In the sea of 71.1 million views on TikTok, many young Asian TikTokers and allies have come to make videos against the trend. They have expressed that the look “brings back a lot of bullying” and “I hope people can see why I feel uncomfortable.”
whites making their eyes look like this is literally yellowface! this is katharine hepburn (a White Woman) in the movie dragon seed where she plays an east asian. this isn’t some new trend, this is something that has been used to mocked east asians for decades. pic.twitter.com/CZKKkf5k2N
Instead of hiring Asian people to play Asian roles, some Hollywood films cast White actors with controversial makeup to create caricatures of Asian people. They exaggerated the sharpness of the eyes and eyebrows and even used makeup to mimic an upturned shape or monolids. Similarly, the fox eye look heavily relies on elongating the eyes, creating a narrower shape. The resemblance between yellowface and the fox eye is a bit haunting.
Your Eyes Have Always Been Beautiful, Trend or Not
When people are celebrating something that they’ve stolen from you, it can be hard to turn the other cheek and accept the oh-so hypocritical “it’s flattery” compliment. And let’s face it. It’s not. You have every right to be upset.
These fox eye enthusiasts on the internet didn’t come to your rescue when you were an insecure high schooler and another girl pulled their eyes back and called you a ch*nk in front of your classmates.
These makeup artists can wipe off their eyes at the end of the day, but you can’t. They are a part of you.
It can be hard to believe this, to unlearn the discrimination that you’ve faced, but your eyes are beautiful. They have always been beautiful. Your features aren’t a temporary trend. Your features have been weaponized against you, to make you feel small so that your oppressors can stay in power. The same people who laughed at your eyes, clothing, and food, can be found the next day with a full face of fox eye, slurping boba milk tea, and sporting a mandarin collar top from a fast-fashion site that sold it as “the Shanghai.” There is no validity in the words of your attackers. They hide behind a veil of power that’s been handed to them.

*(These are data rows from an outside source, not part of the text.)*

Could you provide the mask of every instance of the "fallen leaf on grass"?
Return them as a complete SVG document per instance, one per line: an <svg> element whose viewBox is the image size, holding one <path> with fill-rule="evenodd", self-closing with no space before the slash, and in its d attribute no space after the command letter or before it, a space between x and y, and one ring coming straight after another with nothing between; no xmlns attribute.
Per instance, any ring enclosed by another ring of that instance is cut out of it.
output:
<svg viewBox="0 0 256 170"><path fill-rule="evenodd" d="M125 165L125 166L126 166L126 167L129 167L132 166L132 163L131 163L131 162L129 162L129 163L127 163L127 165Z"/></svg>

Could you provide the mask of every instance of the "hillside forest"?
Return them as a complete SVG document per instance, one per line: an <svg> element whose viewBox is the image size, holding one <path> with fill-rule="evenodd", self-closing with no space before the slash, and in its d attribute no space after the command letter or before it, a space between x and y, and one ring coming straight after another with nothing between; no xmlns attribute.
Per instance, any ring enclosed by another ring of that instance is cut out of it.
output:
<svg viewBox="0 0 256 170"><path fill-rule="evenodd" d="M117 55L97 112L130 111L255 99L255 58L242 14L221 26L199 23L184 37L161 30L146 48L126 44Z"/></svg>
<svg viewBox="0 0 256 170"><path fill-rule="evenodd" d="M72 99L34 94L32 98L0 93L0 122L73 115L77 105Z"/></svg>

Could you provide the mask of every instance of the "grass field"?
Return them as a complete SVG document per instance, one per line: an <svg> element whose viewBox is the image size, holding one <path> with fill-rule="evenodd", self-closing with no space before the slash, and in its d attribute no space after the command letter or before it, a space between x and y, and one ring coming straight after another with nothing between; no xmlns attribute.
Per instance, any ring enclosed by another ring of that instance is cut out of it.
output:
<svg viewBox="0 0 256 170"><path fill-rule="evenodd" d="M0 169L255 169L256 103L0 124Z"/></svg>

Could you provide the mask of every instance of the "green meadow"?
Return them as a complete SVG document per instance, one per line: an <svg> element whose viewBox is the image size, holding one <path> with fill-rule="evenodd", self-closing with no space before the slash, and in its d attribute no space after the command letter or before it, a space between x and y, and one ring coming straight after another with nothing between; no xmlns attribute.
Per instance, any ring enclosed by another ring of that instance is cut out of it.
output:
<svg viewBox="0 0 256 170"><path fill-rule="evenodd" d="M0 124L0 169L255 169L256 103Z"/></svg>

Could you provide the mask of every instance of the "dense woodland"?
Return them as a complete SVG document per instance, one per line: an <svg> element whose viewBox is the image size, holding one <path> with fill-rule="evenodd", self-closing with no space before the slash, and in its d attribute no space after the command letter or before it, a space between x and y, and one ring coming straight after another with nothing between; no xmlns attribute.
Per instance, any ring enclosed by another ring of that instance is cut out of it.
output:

Let’s pull off that veil. Let’s deconstruct the beauty standards that demonize ethnic features while glorifying Western ones.
Am I asking for the fox eye trend to be “canceled”? Not exactly.
I’m asking my non-Asian allies to learn why the trend is harmful to your Asian sisters and brothers. Celebrate the almond shape eye always, not just when a popular TikToker has recreated it. And whatever you do, do not pull your eyes back to show off your makeup.
To my Asian girls, women, men, folx: You have been, are, and will always be beautiful.